人気職業「声優」 技量や人気でギャラ決まる実力世界
日経エンタテインメント!
一昔前までは、「顔は出ないが芝居ができる」こともあり、劇団所属の役者が副業としてやることが多かった声のお仕事。2000年代に入り、多数のアニメ作品が制作され、洋画の字幕離れが進み吹き替え版が増える中、"声優"は若者の間で定番の人気職業となっている。村上龍の著書から立ち上がった「13歳のハローワーク公式サイト」の人気職業ランキングでも、マンガ家やアナウンサーを上回り、スポーツ選手、パティシエなどに続く第6位だった(2014年2月1~28日調査)。
洋画や海外ドラマ(業界用語で「外画」という)の吹き替え、アニメキャラクターボイス、ナレーションの3つをバランスよくこなすのが、人気者の王道という。そのギャラの仕組みはどうなっているのか。
新人のギャラは「1本1万5000円」に決まっている
声優になるには、中学・高校を卒業してから、もしくは並行して専門学校や養成所に通い、事務所の預かりか所属となった後にデビューするのが一般的。事務所に入り、俳優が加入する協同組合日本俳優連合(以下、日俳連)に「新人登録」されリストに載ることで、作品出演への俎上(そじょう)に上るというわけだ。
新人は「ジュニア」と呼ばれ、30分のテレビアニメだろうが、2時間の長尺だろうが、1本あたりのギャランティは1万5000円と決まっている(CS放送は除く)。
この「基本料金」はランク化されており、新人扱い(ジュニア)は3年間で、以降、「ランク15」(1万5000円)、「ランク16」(1万6000円)と、技量やキャリア、人気の度合いで数字が増えていく。
ランク15以降は、作品の長さに比例する「時間割増率」、2次利用時の「転用料率」が、基本料金に対して規定のパーセンテージで掛けられ、数万円単位のギャラとなる。なお、リストはアニメと外画で分かれて用意されており、外画ではランク15だがアニメではランク16という場合もある。
若くて上手、引っ張りだこになる条件
制作費の圧縮など予算管理が厳しいなか、プロデューサーや演出家は、1本あたりの制作費を見渡して、オーディションに呼ぶ、または一本釣りで起用する声優を選んでいく。
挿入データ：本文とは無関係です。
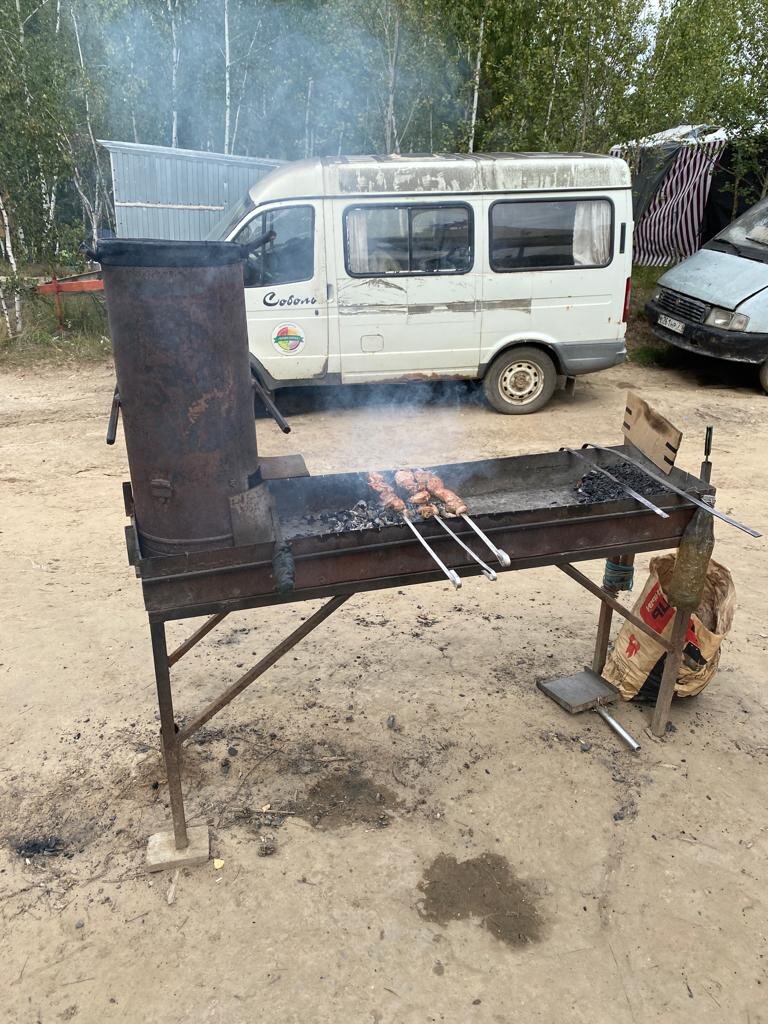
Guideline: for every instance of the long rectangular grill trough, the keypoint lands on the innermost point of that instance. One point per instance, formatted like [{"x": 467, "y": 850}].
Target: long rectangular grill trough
[
  {"x": 527, "y": 505},
  {"x": 215, "y": 528}
]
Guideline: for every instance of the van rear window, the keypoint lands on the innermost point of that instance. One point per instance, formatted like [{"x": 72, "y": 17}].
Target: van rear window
[
  {"x": 413, "y": 240},
  {"x": 290, "y": 256},
  {"x": 548, "y": 235}
]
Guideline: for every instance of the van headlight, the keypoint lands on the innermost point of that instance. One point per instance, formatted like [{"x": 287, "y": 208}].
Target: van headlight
[{"x": 726, "y": 320}]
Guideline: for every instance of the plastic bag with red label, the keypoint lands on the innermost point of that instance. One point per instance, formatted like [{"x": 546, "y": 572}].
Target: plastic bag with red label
[{"x": 636, "y": 664}]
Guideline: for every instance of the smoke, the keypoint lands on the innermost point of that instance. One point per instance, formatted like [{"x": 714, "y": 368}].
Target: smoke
[{"x": 311, "y": 79}]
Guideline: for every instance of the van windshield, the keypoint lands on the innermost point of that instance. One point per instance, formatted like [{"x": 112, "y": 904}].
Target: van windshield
[
  {"x": 230, "y": 218},
  {"x": 748, "y": 236}
]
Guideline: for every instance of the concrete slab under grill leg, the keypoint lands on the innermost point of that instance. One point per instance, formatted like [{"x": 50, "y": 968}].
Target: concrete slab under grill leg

声優のギャラは、ランク化&リスト化されているため、ある意味選びやすいといえる。
こうした中、外画で重宝されているのが、「ランクはジュニアながら、フケ役、大柄な黒人や太った白人といったゴツめ、ダブリ(兼役)ができる人」なのだとか。最近では30代や40代から声優を始める人も少なくないため一概には言えないが、基本料金は経験値の高い人、つまり年齢が上の人ほど高くなる傾向にある。前出の役は脇役のことが多く、出演料を抑えたいところ。また、1作品で複数の役をこなせる人がいれば、出演者の人数を減らせる。"若くて上手"に越したことはないというわけだ。
そうした声優たちは、通称「スーパージュニア」と呼ばれる。彼らは月~金曜まで毎日2~3本、週末は長尺の劇場版といった具合にぎっしりスケジュールが詰まっていて、「どの現場にもいる」状態なのだとか。
劇場未公開のDVD、最近ではBSやCSなど予算が少ないところで番組数は増えており、若手が重宝される状況は続きそうだ。一方で、ジュニアからランクがついた途端、仕事が激減する人も少なくない。アニメが特にそうだが、主要キャストは声や芝居がキャラクターにマッチすることが第一なので、大物・新人に関係なくオーディションが主流。結局生き残るのは、「ジュニア時代からうまくて数をこなしてきた人」なのだ。